SPMD applications typically work with r-dimensional arrays that are distributed in a block fashion among processors. The amount of interprocessor communication depends on the hyperperimeter of the distributed data structure, while the computational load depends on the hypervolume. For instance, in low-level image processing, the working data structure is a two-dimensional matrix of pixels, partitioned into square windows among the processors. The size of the messages exchanged between pair of processors is proportional to the length of the internal border between adjacent windows ( $\big. 1/ \sqrt{p}\bigr.$), while the size of the overall communications is proportional to $\big. \sqrt{p}\bigr.$. We can generalize the idea for a generic number $\big. r\bigr.$ of dimensions in the application data space, obtaining


$$g(p) = {\frac{1}{p^{\frac{r-1}{r}}}}.$$

(7)


If the communication network has no contention, the communication service time $\big. T^{\rm{{COM}}}\bigr.$ can be well approximated by a linear relation


$$T^{\rm{{COM}}} = S^{\rm{{COM}}}_{0} + g(p) S^{\rm{{COM}}}_{\rm{R}},$$

(8)


where $\big. S^{\rm{{COM}}}_{0}\bigr.$ is the communication startup time and $\big. S^{\rm{{COM}}}_{\rm{R}}\bigr.$ is the reciprocal of the communication transfer rate.
The lower part of Fig. 6 shows the communication submodel, containing one delay station and one queuing station. The service time of the queuing station $\big. S^{\rm{{COM}}}_{{\rm{queue}}}\bigr.$ takes into account the fraction of the transfer time affected by the network contention


$$S^{\rm{{COM}}}_{{\rm{queue}}} = w g(p) S^{\rm{{COM}}}_{\rm{R}}.$$

(9)


The service time $\big. S^{\rm{{COM}}}_{{\rm{delay}}}\bigr.$ of the delay station is the sum of two components


$$S^{\rm{{COM}}}_{{\rm{delay}}} = S^{\rm{{COM}}}_{0} + (1-w) g(p) S^{\rm{{COM}}}_{\rm{R}}.$$

(10)


The first component is the startup time.

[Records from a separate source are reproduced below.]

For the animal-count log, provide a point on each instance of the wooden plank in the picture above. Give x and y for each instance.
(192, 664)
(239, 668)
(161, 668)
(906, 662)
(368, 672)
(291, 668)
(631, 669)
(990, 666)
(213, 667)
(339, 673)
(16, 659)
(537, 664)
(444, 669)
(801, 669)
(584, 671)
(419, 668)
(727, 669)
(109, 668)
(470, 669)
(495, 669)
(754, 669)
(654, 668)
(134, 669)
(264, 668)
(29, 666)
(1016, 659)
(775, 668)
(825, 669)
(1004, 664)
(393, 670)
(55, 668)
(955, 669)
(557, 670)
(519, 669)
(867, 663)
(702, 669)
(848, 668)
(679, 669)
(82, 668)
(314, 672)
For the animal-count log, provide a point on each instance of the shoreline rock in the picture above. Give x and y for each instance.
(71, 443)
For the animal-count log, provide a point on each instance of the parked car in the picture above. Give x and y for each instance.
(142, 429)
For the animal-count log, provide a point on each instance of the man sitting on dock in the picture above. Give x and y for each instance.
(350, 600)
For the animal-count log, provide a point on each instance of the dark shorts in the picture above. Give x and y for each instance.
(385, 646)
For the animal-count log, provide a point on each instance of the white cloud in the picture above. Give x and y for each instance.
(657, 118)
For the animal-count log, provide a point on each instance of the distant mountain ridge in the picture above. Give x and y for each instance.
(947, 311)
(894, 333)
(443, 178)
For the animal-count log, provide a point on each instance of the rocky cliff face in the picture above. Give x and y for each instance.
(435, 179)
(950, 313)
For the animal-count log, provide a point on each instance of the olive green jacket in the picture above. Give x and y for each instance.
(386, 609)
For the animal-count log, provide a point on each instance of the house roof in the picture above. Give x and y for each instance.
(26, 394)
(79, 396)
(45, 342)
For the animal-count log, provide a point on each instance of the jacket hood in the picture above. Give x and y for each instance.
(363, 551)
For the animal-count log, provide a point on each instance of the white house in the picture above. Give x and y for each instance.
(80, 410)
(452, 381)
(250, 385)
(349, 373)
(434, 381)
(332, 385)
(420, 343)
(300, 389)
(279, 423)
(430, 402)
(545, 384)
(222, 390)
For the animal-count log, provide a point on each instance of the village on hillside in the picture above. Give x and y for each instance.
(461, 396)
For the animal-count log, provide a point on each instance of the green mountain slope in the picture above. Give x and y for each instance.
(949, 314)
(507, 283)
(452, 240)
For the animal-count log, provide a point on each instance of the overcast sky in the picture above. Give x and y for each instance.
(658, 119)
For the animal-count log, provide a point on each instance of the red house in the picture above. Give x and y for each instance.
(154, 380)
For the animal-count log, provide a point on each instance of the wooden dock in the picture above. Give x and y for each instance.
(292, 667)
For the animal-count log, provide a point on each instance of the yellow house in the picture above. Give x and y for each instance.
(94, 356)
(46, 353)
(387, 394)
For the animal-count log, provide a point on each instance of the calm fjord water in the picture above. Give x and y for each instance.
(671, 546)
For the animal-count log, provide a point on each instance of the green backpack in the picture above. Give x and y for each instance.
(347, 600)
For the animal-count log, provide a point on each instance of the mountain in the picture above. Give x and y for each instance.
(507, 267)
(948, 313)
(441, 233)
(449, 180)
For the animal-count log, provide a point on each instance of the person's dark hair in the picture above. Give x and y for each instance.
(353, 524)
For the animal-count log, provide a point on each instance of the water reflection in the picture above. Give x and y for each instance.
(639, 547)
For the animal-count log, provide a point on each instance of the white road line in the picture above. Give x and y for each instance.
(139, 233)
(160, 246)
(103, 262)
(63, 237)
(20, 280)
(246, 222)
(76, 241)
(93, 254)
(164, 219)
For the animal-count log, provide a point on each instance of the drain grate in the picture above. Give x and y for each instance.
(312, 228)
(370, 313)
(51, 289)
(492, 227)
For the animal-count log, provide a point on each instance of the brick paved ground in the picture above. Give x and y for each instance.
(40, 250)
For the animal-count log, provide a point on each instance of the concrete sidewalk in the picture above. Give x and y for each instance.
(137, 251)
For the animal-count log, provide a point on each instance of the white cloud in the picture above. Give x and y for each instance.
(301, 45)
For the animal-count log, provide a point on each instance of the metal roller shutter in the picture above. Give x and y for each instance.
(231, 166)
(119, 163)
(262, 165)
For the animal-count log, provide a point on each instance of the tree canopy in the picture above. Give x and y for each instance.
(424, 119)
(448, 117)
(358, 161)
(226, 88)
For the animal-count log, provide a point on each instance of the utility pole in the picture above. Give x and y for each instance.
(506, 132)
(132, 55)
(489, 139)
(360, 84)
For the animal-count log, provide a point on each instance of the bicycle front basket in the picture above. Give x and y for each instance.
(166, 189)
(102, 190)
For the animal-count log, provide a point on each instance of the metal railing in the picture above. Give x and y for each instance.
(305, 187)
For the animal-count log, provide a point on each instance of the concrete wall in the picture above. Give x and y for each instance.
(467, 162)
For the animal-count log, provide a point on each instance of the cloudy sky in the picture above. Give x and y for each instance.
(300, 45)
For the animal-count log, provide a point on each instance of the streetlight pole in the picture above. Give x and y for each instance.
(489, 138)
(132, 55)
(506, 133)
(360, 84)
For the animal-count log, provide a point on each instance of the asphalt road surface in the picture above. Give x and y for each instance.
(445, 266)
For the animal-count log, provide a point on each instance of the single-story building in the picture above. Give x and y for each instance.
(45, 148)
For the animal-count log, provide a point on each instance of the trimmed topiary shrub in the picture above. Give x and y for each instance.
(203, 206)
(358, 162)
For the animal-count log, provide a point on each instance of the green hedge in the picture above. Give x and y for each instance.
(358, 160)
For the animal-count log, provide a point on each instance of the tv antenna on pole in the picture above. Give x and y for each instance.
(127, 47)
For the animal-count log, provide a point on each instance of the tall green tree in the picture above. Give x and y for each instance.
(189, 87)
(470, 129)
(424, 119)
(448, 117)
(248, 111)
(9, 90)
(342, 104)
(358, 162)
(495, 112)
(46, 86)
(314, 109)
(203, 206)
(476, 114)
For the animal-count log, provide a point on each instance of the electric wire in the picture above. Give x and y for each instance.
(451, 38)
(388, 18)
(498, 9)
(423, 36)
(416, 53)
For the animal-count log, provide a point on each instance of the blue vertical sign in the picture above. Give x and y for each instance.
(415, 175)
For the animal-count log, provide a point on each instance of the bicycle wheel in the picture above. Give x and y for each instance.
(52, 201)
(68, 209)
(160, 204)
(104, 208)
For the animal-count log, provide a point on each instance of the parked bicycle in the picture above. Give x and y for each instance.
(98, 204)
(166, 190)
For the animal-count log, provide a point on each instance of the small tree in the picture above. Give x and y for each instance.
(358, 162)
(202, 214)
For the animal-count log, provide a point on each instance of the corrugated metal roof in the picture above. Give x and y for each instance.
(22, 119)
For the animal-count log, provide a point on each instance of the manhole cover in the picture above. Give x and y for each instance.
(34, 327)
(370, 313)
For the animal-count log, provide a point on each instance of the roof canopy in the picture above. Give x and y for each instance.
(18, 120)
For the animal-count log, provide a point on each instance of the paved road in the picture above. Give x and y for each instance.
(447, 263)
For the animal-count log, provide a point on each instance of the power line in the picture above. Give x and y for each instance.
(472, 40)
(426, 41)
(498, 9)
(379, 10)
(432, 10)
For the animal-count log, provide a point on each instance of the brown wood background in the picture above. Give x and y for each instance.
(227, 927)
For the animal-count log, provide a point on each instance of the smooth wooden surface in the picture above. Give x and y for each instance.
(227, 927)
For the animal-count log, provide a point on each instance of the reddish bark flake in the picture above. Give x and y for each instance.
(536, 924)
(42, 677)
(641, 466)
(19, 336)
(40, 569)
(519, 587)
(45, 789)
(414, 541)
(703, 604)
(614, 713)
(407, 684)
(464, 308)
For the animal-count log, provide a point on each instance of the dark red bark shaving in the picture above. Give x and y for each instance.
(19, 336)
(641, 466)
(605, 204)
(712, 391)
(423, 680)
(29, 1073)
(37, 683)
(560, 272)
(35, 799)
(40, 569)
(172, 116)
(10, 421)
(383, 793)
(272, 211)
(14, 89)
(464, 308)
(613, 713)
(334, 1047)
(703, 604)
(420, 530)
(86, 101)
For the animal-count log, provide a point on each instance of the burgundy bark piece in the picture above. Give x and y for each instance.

The second component is the fraction of the transfer time that is not affected by the network contention.
3.7 I/O Submodel
It is difficult to provide a general discussion of parallel I/O because different parallel computers have radically different I/O architectures and hence parallel I/O mechanisms.
In SIO models, the I/O load depends on the number of disks but not on the number of processors. Amdahl's law can be applied to I/O parallel file systems as a function of the number $\big. d\bigr.$ of disks


$$T^{\rm{{I/O}}} = S^{\rm{{I/O}}}_{0} + {\frac{ S^{\rm{{I/O}}}_{\rm{R}}}{ d }},$$

(11)


where $\big. S^{\rm{{I/O}}}_{0}\bigr.$ and $\big. S^{\rm{{I/O}}}_{\rm{R}}\bigr.$ are the serial and parallel part of the I/O service time with respect to the number $\big. d\bigr.$ of disks.
In AIO models, I/O operations are divided into $\big. p/c\bigr.$ chunks. In BUS-AIO models, each chunk of I/O data is striped among the $\big. d\bigr.$ disks. The I/O service time of one chunk of I/O is given by


$$T^{\rm{{I/O}}} = S^{\rm{{I/O}}}_{0} + {\frac{ S^{\rm{{I/O}}}_{\rm{R}} / d }{ p/c }}.$$

(12)


In CLU-AIO models, processors are logically grouped into clusters and each cluster shares one I/O node. I/O clustering occurs mainly because of application design issues but can be also motivated by the parallel architecture configuration. Clustering occurs among the $\big. p/c\bigr.$ synchronization groups. Therefore, $\big. p/c\bigr.$ must be an integer multiple of $\big. d\bigr.$ (i.e., $\big. p/c = k d\bigr.$, where $\big. k\bigr.$ is the number of synchronization groups sharing one disk). The I/O service time for one chunk of I/O is given by


$$T^{\rm{{I/O}}} = S^{\rm{{I/O}}}_{0} + {\frac{ S^{\rm{{I/O}}}_{\rm{R}} }{ p/c }}.$$

(13)


We can summarize the I/O service time for different I/O architectures


$$T^{\rm{{I/O}}} = \left\{ \matrix{S^{\rm{{I/O}}}_{0} + S^{\rm{{I/O}}}_{\rm{R}} / d \hfill & {{\rm{SIO}}} \hfill\cr S^{\rm{{I/O}}}_{0} + {\frac{S^{\rm{{I/O}}}_{\rm{R}} / d }{p/c}} \hfill &{\rm{BUS-AIO}}\hfill \cr S^{\rm{{I/O}}}_{0} + {\frac{S^{\rm{{I/O}}}_{\rm{R}} }{p/c}} \hfill & {{\rm{CLU-AIO}}}.}\right.$$

(14)


4. Model Analysis
In this section, we describe how to integrate the submodels described in the previous sections and we develop and illustrate the algorithms required to evaluate the performance results.
4.1 SIO Model
The SIO model describes parallel algorithms performing synchronous I/O operations (see Fig. 7). In order to estimate the speedup of the SIO model, we first evaluate the time $\big. T^{\rm{{CPU}}} + T^{\rm{{COM}}}\bigr.$ spent by the program during the computation burst by computing the response time of the computation burst subnetwork.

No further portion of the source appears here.